Does tensorflow have something similar to scikit learn\'s one hot encoder for processing categorical data? Would using a placeholder of tf.string behave as categorical data
tf.one_hot() is available in TF and easy to use.
Lets assume you have 4 possible categories (cat, dog, bird, human) and 2 instances (cat, human). So your depth=4 and your indices=[0, 3]
import tensorflow as tf
res = tf.one_hot(indices=[0, 3], depth=4)
with tf.Session() as sess:
print sess.run(res)
Keep in mind that if you provide index=-1 you will get all zeros in your one-hot vector.
Old answer, when this function was not available.
After looking though the python documentation, I have not found anything similar. One thing that strengthen my belief that it does not exist is that in their own example they write one_hot manually.

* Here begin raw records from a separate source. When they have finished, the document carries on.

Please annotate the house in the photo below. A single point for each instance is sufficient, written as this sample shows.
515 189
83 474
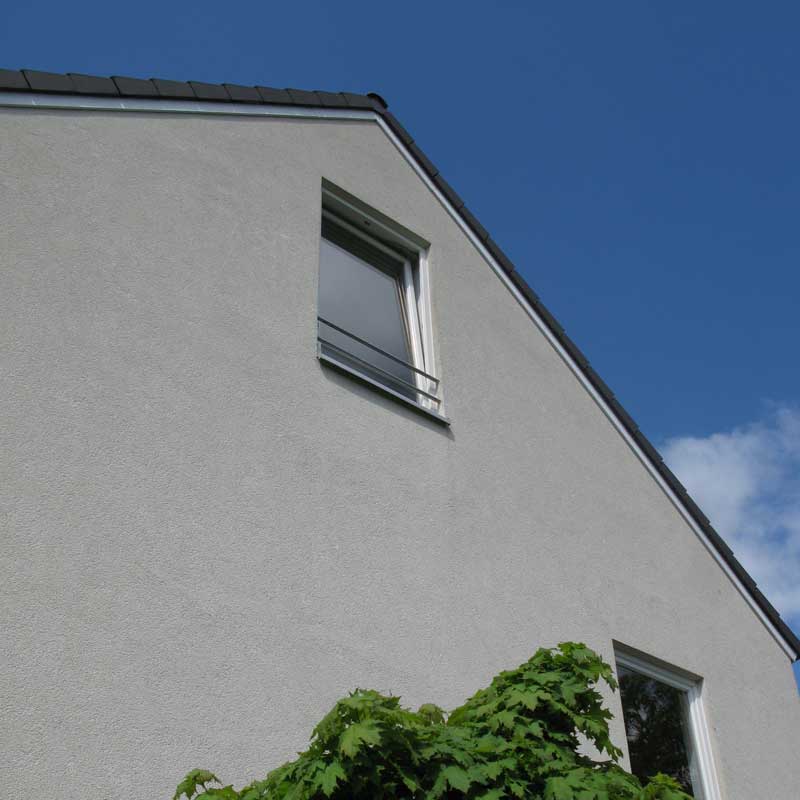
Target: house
281 419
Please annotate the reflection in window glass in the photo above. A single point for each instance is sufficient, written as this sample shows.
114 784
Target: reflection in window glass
359 291
656 725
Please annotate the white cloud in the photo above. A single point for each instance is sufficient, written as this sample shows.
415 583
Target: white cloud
748 483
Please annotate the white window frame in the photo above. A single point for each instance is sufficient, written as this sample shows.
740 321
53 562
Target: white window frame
697 720
415 282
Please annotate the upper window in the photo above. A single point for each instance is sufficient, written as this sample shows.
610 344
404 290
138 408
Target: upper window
665 726
374 315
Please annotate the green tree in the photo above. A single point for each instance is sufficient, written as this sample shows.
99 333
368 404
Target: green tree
517 738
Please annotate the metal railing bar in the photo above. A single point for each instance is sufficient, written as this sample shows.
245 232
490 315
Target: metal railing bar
378 369
378 350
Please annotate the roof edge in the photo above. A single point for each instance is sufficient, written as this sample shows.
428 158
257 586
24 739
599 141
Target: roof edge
33 81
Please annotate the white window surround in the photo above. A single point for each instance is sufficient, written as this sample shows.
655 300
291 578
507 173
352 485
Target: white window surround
412 252
698 723
34 100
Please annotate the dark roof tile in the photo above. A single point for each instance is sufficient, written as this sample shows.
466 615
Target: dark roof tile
301 97
278 96
14 80
210 91
135 87
49 82
91 84
177 90
242 94
331 99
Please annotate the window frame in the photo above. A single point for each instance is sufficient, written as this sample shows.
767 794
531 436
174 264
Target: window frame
697 721
414 297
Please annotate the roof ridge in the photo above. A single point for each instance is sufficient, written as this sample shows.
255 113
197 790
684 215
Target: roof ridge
156 88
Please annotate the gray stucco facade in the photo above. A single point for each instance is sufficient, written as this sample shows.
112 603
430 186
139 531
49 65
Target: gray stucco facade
208 536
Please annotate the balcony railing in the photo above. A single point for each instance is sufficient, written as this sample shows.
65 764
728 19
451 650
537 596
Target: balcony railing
390 373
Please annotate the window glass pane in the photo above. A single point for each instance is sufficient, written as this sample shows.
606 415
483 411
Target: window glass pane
364 300
656 725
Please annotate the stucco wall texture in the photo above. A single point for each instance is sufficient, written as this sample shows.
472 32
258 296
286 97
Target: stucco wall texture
208 536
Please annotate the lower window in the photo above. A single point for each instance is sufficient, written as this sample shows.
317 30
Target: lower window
665 725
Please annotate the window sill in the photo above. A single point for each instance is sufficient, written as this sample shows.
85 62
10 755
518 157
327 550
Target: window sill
339 366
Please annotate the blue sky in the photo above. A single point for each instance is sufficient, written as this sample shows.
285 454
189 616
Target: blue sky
637 160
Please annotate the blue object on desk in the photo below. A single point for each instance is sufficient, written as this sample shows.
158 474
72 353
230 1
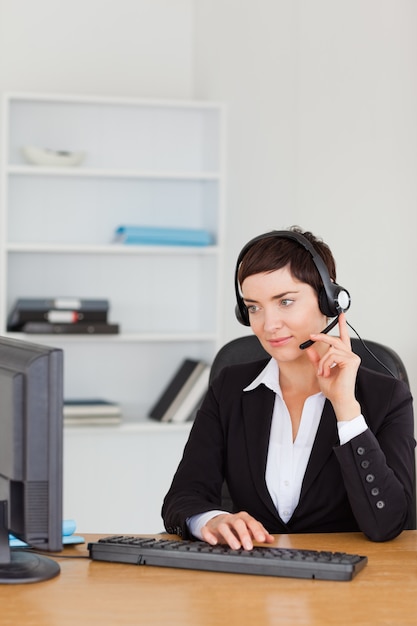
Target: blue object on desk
68 537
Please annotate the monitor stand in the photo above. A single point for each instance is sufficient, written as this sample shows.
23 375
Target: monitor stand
20 565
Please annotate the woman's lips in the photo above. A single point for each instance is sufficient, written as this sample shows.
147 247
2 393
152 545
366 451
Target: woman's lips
279 342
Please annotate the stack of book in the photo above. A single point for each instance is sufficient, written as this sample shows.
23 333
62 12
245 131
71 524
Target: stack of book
183 394
91 411
61 315
154 235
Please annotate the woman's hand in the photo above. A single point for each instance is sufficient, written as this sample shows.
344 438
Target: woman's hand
336 371
237 530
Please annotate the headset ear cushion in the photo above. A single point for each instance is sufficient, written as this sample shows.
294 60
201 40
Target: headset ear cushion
324 304
339 303
242 316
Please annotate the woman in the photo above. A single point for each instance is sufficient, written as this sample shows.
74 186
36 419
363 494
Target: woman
307 441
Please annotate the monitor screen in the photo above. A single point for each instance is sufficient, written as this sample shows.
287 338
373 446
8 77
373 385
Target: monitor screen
31 434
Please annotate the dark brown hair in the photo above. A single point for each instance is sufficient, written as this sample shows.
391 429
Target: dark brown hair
274 252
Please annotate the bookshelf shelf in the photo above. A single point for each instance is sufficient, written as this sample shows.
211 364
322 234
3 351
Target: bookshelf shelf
31 170
111 249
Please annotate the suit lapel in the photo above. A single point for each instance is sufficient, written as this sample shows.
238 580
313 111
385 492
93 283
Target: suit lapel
327 437
257 407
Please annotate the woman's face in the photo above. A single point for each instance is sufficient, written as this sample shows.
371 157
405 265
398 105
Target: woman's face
282 311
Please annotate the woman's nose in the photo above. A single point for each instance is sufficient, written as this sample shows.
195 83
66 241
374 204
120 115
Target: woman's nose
272 319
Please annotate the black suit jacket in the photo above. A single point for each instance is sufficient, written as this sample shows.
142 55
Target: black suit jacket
366 484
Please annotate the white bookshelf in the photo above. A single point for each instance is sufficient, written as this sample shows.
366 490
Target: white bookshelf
148 162
157 163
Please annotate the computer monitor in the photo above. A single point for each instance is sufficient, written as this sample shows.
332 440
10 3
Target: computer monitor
31 434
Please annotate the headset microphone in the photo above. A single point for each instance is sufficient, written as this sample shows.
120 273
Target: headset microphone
310 342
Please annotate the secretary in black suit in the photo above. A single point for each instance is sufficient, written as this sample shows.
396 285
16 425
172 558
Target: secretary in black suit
307 441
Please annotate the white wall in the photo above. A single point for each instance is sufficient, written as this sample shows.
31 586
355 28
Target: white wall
323 133
322 124
97 47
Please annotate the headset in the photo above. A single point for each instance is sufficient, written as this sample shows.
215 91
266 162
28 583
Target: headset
333 299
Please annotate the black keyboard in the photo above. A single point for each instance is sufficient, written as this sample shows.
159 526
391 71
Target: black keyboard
264 561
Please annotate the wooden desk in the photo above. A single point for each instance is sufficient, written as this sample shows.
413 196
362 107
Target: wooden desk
87 592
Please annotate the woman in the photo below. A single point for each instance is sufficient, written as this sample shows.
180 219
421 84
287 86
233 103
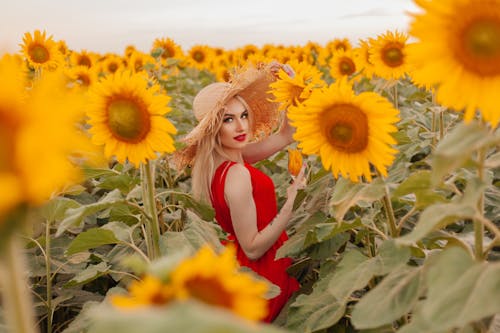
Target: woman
236 120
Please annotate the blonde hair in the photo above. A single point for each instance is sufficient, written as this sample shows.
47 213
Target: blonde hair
204 166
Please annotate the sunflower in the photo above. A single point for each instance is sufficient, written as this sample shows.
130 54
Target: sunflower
128 118
215 280
291 91
169 48
150 291
460 56
348 131
41 50
344 64
295 161
82 75
199 56
388 55
12 117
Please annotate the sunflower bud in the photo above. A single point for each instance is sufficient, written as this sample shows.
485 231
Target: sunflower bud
294 161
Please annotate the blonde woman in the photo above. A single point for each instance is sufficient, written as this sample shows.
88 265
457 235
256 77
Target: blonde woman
235 129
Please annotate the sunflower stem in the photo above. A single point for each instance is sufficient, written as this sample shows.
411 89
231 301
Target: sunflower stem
48 273
389 211
153 227
478 225
17 303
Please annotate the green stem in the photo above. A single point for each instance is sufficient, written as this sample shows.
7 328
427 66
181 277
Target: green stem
48 273
388 208
153 229
441 125
478 225
16 299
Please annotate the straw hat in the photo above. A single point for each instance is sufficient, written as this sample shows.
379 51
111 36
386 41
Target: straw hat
251 87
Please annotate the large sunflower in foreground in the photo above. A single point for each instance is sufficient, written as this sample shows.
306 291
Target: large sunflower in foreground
293 90
348 131
41 50
389 56
460 56
215 280
128 118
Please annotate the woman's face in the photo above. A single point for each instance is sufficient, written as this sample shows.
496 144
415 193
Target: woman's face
234 132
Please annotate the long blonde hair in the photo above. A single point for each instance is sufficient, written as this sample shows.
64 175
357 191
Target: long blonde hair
204 165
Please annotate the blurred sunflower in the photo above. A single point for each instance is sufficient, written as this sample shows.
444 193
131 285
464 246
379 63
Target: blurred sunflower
150 291
460 56
215 280
362 53
344 64
199 56
128 118
292 91
388 55
41 50
169 48
348 131
32 120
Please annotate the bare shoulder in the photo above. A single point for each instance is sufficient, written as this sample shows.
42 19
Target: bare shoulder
237 180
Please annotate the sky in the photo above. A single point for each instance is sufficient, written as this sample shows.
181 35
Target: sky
111 25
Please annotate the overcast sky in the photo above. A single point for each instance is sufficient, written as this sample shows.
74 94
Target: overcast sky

def dense_to_one_hot(labels_dense, num_classes=10):
"""Convert class labels from scalars to one-hot vectors."""
num_labels = labels_dense.shape[0]
index_offset = numpy.arange(num_labels) * num_classes
labels_one_hot = numpy.zeros((num_labels, num_classes))
labels_one_hot.flat[index_offset + labels_dense.ravel()] = 1
return labels_one_hot
You can also do this in scikitlearn.